On 19 October 1923, Temple Newsam was opened to the public along with a golf course.[20] In the Derby Daily Telegraph newspaper, Temple Newsam was compared to Hampton Court.[20] Despite many people visiting the house and using the golf course, the Corporation lost money during the first decade mostly due to poor farming practices.[20] In July 1932, the Great Yorkshire Show was held at Temple Newsam and was a great success.[20] Preparations for war were made as early as April 1939, and in August, small items were being packed up for storage.[20] In September 1939, Temple Newsam was closed to the public and items were moved there for storage from Leeds City Art Gallery.[20] It was decided that objects would be displayed, and the house was officially reopened in November 1939, when it was again likened to Hampton Court in the press.[20]

Architecture[edit]

Photograph of entrance porch of Temple Newsam House, Leeds, showing at top the word 'FATHER', below a mullioned window, below a raised portico with coat of arms above a doorway flanked by two Ionic columns on each side.
Entrance Porch 17th century
Photograph of the west front of Temple Newsam
Centre of Temple Newsam west front

Remains of the early 16th century hours were retained in the new building, including the brickwork and bay windows in the centre of the west front.[21] The plan of the new house was a conservative E-shape.[21] The Long Gallery and entrance hall in the south wing followed Elizabethan and early Jacobean styles.[21] The entrance porch has Classical columns but they are of Flemish design, rather than following correct Italian design.[21] There are Tudor doorways and timberwork in the cellars.[22] Tudor features have also been discovered beneath later layers of decoration, including Lord Darcy's crest scratched into the plaster in the Blue Damask room.[23] An inventory of 1565 indicates that the hall, great chamber (later the dining room), gallery and chapel (later the kitchen) were probably where they are now.[23]

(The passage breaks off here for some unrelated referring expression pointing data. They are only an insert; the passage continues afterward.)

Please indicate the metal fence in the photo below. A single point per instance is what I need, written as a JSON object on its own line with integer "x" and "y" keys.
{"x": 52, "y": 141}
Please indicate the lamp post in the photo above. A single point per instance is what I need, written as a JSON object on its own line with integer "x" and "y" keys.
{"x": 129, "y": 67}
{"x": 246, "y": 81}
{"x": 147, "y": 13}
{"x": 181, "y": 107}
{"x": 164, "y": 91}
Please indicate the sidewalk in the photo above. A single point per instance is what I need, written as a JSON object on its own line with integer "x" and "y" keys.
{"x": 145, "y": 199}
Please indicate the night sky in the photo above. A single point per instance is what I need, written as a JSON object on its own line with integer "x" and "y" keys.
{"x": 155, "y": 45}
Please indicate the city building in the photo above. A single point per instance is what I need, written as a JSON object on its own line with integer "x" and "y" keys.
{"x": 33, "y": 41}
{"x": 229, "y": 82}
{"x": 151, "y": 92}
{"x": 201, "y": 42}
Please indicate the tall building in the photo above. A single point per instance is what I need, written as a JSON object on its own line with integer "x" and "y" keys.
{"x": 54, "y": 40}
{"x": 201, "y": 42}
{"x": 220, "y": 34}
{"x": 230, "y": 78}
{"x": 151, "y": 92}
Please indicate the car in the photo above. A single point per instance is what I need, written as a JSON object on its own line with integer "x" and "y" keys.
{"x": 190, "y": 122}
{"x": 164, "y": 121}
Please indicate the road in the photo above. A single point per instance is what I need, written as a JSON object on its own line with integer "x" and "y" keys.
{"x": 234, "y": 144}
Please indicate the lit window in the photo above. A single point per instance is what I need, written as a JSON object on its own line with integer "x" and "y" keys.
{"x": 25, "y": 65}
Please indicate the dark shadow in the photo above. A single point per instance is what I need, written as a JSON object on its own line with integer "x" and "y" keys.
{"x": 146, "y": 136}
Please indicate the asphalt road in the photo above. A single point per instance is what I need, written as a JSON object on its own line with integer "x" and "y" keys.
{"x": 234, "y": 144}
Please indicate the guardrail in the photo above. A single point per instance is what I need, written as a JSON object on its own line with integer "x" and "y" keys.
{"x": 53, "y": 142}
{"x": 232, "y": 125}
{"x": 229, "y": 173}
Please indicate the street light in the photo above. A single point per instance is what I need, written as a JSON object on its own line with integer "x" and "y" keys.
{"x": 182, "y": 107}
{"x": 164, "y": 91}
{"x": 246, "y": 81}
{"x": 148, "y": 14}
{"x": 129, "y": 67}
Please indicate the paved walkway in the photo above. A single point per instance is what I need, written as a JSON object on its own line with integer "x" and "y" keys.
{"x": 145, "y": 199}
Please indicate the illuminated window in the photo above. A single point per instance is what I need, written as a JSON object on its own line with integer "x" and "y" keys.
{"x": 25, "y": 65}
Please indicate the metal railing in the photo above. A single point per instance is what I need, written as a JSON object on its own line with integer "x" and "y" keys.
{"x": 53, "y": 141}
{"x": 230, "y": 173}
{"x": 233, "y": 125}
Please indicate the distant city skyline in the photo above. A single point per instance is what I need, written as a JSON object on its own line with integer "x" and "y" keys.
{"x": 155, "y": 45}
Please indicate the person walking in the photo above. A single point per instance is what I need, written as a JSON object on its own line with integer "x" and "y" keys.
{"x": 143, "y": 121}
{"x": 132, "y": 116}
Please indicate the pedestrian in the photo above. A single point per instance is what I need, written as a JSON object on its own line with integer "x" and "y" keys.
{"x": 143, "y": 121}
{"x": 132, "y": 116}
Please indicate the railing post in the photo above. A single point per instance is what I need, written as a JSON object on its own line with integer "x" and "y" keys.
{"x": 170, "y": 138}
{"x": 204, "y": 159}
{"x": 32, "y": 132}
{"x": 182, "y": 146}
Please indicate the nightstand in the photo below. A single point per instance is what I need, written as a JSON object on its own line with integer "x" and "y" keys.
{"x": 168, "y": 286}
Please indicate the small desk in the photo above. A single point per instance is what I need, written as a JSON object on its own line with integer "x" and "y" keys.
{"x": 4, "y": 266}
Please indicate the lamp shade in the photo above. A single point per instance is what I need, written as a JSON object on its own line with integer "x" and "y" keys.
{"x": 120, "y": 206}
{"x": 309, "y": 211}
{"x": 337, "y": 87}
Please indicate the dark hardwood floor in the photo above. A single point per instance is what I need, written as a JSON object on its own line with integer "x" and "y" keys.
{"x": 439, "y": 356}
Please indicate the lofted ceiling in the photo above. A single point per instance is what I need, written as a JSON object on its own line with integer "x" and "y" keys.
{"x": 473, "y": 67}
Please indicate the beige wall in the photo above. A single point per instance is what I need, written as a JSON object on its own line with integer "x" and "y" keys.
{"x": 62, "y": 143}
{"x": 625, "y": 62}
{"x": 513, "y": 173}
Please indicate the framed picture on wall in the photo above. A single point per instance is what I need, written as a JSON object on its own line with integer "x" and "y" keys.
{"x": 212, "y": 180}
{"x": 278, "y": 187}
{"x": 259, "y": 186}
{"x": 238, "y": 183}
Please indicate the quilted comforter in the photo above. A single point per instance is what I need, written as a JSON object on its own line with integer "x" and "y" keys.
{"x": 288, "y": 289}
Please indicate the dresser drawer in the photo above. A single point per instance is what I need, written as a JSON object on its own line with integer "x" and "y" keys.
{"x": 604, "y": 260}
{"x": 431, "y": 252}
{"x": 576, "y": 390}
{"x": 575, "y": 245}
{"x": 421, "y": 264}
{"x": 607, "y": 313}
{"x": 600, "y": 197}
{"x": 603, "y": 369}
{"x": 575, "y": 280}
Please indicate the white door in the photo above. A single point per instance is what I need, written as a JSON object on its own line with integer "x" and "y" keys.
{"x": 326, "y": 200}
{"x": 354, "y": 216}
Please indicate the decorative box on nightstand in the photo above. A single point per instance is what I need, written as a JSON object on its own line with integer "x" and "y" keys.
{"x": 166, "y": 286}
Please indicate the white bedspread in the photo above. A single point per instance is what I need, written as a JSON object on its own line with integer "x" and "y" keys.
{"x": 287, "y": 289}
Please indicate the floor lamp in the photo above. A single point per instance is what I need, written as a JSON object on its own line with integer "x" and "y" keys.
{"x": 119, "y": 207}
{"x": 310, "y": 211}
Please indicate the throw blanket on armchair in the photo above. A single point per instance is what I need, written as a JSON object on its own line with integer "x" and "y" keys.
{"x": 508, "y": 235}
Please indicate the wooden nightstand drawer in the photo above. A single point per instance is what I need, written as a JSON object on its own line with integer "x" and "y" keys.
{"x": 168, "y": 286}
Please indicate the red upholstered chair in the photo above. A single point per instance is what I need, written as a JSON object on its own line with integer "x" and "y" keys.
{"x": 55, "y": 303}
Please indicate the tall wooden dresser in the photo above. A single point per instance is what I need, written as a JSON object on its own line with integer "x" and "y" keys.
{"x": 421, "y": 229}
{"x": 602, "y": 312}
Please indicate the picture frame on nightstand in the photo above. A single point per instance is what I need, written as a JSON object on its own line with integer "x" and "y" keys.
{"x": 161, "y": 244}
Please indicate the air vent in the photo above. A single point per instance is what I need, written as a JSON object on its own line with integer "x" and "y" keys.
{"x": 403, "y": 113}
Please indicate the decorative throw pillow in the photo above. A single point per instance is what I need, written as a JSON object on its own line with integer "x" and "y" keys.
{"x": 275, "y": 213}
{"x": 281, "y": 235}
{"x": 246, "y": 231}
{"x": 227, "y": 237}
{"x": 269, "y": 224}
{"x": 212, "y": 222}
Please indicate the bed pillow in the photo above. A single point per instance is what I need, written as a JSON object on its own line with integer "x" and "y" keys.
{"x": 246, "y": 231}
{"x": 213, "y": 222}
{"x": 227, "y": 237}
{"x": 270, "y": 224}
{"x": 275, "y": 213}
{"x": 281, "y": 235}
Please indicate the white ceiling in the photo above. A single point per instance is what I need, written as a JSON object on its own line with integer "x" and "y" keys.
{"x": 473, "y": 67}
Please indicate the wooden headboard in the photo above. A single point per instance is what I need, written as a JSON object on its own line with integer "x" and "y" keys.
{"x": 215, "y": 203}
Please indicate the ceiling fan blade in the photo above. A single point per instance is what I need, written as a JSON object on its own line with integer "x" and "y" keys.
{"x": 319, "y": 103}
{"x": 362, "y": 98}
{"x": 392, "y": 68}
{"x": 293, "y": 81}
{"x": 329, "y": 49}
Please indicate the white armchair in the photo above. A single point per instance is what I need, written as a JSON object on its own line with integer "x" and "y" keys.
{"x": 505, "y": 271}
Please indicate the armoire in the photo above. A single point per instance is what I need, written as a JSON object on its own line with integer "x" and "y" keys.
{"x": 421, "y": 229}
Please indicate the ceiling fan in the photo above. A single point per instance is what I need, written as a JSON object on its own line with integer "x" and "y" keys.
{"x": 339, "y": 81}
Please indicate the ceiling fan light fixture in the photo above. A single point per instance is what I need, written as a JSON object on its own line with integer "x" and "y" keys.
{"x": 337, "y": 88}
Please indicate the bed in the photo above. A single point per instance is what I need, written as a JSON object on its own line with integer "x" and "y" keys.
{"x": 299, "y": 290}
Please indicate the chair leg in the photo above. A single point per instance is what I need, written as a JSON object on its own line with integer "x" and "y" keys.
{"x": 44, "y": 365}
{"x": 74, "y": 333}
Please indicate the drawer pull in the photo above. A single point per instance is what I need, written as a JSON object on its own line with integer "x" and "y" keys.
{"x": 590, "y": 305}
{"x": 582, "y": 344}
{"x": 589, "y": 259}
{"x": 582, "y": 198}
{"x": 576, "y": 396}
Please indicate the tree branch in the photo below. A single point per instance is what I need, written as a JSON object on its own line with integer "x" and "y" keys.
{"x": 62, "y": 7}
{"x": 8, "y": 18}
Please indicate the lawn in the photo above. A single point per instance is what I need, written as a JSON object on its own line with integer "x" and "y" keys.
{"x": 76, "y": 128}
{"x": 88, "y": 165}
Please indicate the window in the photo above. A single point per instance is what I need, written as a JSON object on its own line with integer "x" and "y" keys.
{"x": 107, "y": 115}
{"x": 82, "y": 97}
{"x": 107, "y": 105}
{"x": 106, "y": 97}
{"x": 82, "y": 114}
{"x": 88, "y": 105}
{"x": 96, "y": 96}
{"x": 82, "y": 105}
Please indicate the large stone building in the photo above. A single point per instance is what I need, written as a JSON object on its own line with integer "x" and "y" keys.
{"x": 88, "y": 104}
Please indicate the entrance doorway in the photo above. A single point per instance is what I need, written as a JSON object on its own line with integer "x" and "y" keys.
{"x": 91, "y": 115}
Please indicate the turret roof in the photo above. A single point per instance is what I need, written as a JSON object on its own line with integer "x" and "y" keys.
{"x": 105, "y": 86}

Round the top of the house, letters appear in a balustrade, declaring the piety and loyalty of Sir Arthur Ingham: 'ALL GLORY AND PRAISE BE GIVEN TO GOD THE FATHER THE SON AND HOLY GHOST ON HIGH PEACE ON EARTH GOOD WILL TOWARDS MEN HONOUR AND TRUE ALLEGIANCE TO OUR GRACIOUS KING LOVING AFFECTION AMONGST HIS SUBJECTS HEALTH AND PLENTY BE WITHIN THIS HOUSE.'[21] The chapel in the north wing retains some 17th century features, such as armorial stained glass, probably by Henry Gyles and a carved wooden pulpit by Thomas Ventris, made around 1636, with geometric patterns, pilasters and friezes.[21] The walls had panels of Old Testament figures, painted by John Carleton.[21]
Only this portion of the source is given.